If \(\rho \) is the mod \(p\) Galois representation associated to a Frey package \((a,b,c,p)\) then \(\rho \) is irreducible.
This follows from a profound and long result of Mazur [ 7 ] from 1977, namely the fact that the torsion subgroup of an elliptic curve over \(\mathbb {Q}\) can have size at most 16. In fact there is still a little more work which needs to be done to deduce the theorem from Mazur’s result.
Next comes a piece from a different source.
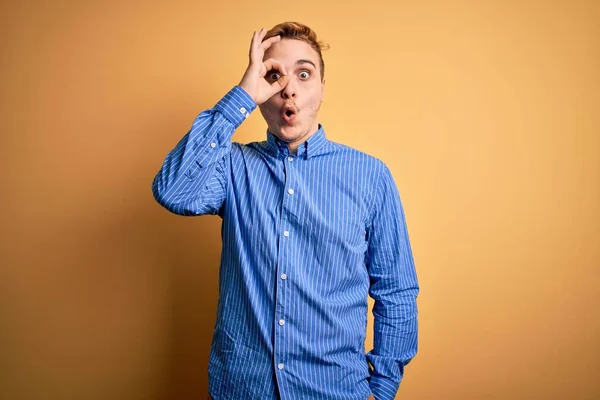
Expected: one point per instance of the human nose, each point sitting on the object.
(289, 91)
A pre-1990 reference for the full proof of this claim is Proposition 6 in §4.1 of [ 9 ] .
Note that in the first (pre-2029) phase of the FLT project, we will not be working on a formalization of this result, as it was known in the 1980s. We will however be thinking a lot about the next result, which says the exact opposite.
If \(\rho \) is the mod \(p\) Galois representation associated to a Frey package \((a,b,c,p)\) then \(\rho \) is reducible.
This is the main content of Wiles’ magnum opus. We omit the argument for now, although later on in this project we will have a lot to say about a proof of this.
There is no Frey package.
We deduce
Fermat’s Last Theorem is true. In other words, there are no positive integers \(a,b,c\) and natural \(n\geq 3\) such that \(a^n+b^n=c^n\).
Because we are (for now at least) assuming Mazur’s theorem, we now need to turn our attention to a proof of theorem 2.8. We start on this proof in Chapter 3.